The GOP backlash echoes the message from Trump, who has long derided the four ongoing criminal investigations into his actions — including a Fulton County probe into his attempts to overturn his 2020 defeat in Georgia — as “political persecution.”
It also could serve as a glimpse of the fierce opposition facing Fulton County District Attorney Fani Willis if she decides to go forward with state charges against Trump and his top allies involving their efforts to reverse his narrow defeat to Joe Biden.
“The Republicans who benefited from Trump’s endorsement — even Kemp — need to be screaming from the highest mountain against this erroneous charge against Trump,” said Bruce LeVell, a former candidate for a suburban Atlanta U.S. House district.
“This is very toxic for our society. This is a political persecution,” LeVell added. “And I’d say the same if this was against a Democrat, like Jon Ossoff or Raphael Warnock. Wrong is wrong.”
‘No one is above the law’
The response from Democrats, by contrast, was far more muted. Many of the party’s leaders were reluctant to issue sweeping statements before the extent of the charges were known, and instead they focused their comments on upholding the rule of law.

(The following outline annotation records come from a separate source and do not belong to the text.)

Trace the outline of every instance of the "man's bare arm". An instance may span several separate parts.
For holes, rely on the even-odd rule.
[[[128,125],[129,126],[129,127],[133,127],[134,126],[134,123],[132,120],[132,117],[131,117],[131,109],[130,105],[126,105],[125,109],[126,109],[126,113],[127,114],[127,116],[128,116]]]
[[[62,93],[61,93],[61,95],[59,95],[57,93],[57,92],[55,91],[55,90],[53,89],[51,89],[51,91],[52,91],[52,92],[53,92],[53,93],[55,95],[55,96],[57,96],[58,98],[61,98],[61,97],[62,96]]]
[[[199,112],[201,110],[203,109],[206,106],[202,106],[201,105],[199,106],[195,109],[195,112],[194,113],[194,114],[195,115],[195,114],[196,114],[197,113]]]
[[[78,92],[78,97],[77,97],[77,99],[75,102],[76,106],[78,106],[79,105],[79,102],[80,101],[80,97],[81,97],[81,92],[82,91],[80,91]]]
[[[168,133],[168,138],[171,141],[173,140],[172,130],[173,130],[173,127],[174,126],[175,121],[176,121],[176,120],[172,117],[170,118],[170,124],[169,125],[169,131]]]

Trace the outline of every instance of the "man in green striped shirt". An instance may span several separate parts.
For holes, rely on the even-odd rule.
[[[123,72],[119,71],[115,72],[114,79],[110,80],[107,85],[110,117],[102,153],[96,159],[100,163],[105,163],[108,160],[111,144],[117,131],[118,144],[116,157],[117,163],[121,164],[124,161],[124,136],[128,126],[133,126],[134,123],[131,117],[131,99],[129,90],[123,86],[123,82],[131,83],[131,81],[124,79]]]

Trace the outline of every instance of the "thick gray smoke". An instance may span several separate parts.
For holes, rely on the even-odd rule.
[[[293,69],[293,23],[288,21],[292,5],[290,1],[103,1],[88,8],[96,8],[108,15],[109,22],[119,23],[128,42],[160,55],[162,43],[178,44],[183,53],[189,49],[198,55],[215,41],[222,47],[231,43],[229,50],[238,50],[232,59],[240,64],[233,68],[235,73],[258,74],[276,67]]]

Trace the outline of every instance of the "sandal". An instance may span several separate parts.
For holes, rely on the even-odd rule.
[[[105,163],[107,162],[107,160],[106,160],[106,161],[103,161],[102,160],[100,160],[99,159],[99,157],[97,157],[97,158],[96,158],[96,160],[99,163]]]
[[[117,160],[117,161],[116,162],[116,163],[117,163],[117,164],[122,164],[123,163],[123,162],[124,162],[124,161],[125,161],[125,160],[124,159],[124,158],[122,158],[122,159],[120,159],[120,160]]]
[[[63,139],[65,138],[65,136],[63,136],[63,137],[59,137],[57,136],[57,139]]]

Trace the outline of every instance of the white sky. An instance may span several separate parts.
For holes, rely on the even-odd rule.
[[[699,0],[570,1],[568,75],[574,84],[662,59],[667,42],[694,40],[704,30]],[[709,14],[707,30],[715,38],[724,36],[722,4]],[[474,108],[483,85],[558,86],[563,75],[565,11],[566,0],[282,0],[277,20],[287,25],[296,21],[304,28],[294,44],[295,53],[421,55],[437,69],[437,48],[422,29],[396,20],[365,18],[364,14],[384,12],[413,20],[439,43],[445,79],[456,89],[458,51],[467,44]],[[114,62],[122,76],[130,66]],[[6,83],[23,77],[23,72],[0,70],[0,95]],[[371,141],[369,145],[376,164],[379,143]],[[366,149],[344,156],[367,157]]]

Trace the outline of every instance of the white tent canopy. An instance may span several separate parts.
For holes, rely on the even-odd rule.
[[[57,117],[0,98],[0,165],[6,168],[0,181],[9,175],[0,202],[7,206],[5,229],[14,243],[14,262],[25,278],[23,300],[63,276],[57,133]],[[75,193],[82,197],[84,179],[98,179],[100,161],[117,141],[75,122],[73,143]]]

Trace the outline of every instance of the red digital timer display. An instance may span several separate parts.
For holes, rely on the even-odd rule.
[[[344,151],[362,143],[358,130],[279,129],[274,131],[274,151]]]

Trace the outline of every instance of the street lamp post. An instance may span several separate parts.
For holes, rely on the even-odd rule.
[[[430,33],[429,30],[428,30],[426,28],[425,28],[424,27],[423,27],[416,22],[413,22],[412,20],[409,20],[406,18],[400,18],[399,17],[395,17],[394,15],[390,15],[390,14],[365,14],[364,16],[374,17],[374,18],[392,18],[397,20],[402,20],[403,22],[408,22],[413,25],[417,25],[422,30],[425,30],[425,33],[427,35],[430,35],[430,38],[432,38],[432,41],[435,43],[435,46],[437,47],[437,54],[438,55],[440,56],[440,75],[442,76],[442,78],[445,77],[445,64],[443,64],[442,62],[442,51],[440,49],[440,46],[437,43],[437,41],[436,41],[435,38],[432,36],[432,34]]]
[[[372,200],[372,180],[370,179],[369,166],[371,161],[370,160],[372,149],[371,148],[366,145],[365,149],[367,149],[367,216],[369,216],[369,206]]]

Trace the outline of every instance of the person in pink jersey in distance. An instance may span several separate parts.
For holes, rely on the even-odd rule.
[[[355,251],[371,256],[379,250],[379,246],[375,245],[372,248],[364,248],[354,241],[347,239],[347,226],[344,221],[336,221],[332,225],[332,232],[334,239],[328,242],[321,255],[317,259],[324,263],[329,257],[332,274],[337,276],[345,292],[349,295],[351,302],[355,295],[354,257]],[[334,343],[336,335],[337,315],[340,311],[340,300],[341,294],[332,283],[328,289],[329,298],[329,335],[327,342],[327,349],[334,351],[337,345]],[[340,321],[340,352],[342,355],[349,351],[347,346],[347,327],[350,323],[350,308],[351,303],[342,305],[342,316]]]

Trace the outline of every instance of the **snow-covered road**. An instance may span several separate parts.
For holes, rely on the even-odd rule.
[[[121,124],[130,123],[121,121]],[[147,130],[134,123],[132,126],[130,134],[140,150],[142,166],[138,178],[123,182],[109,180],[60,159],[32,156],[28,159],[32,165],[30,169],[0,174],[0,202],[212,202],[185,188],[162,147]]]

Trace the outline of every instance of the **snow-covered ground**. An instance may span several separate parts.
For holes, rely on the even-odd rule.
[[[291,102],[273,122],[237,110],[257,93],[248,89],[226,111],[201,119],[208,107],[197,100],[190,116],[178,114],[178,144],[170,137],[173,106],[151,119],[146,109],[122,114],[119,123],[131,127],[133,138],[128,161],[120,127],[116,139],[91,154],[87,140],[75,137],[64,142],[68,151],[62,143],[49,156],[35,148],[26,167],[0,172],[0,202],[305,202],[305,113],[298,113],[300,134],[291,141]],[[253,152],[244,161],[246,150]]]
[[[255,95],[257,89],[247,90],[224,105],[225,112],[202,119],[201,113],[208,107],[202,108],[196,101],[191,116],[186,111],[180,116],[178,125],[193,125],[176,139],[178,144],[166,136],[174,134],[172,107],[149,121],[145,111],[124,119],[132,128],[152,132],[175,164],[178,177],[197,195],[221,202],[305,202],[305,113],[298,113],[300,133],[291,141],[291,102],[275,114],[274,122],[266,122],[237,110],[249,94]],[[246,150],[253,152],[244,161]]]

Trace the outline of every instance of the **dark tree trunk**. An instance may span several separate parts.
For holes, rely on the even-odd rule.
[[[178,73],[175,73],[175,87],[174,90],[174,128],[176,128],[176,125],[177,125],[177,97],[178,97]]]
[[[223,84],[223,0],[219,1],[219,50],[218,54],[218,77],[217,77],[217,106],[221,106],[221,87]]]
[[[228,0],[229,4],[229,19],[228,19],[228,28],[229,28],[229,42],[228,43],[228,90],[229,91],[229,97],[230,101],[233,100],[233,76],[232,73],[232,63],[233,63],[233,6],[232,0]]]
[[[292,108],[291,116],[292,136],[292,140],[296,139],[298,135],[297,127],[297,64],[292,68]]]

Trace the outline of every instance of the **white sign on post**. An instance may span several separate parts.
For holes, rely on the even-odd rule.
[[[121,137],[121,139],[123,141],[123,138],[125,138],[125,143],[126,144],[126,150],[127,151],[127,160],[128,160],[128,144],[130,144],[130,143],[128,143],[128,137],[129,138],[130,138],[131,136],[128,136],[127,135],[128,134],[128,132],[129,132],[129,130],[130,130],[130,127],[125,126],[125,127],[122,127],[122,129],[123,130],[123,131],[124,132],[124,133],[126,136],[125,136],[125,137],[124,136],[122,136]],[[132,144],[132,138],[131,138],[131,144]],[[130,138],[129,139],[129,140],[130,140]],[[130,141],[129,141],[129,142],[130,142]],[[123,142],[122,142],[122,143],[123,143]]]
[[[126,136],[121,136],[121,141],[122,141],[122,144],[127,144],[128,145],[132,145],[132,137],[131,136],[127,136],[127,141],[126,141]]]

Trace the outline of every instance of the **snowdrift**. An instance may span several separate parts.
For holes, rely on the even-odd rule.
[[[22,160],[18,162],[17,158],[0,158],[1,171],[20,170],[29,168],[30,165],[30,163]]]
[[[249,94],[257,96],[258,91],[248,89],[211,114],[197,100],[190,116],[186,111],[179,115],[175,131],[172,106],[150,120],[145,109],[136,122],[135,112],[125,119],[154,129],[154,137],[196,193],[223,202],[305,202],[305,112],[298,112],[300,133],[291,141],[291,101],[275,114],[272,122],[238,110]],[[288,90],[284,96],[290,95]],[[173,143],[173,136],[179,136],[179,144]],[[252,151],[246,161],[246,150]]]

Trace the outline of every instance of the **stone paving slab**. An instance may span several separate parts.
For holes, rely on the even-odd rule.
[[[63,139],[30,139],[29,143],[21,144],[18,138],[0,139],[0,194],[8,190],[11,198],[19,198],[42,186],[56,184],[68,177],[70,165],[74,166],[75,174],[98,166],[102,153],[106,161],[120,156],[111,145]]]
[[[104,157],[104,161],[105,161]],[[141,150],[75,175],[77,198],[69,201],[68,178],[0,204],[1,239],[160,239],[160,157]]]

“No one is above the law, and everyone has the right to a trial to prove innocence,” former U.S. House Speaker Nancy Pelosi said. “Hopefully, the former president will peacefully respect the system, which grants him that right.”
The GOP recriminations began amid an unprecedented moment in the nation’s history, with criminal charges that could reshape the 2024 presidential race and test the nation’s legal system.
But rather than become a sharp new dividing line, the former president’s potential Republican adversaries quickly vented their outrage about the prosecution.
Shortly after leaving a book tour event at a Smyrna gun store, DeSantis called the move “un-American” and said he wouldn’t cooperate with efforts to extradite Trump from his Florida estate to New York.
And former Vice President Mike Pence, who faced death threats when Trump supporters attacked the U.S. Capitol on Jan. 6, 2021, told CNN the indictment was an “outrage.”
Credit: arvin.temkar@ajc.com
Credit: arvin.temkar@ajc.com
With their reactions, they seem to acknowledge concerns that the charges could deliver a political benefit to Trump by galvanizing supporters who see him as an aggrieved victim of a political and legal system committed to the status quo.
“I‘m no Trump fan, but if the Manhattan case turns out to be a swing and miss,” said former Lt. Gov. Geoff Duncan, “the stage is set for MAGA supporters everywhere to discredit potentially more serious investigations by Fulton County DA and DOJ down the road.”
At a rally Saturday in Texas, Trump’s first major campaign event this year, the former president celebrated recent polls that showed his standing rising in a crowded GOP field.
“It’s the craziest thing,” Trump said at the rally in Waco. “I got bad publicity and my poll numbers have gone through the roof. Would you explain this to me?”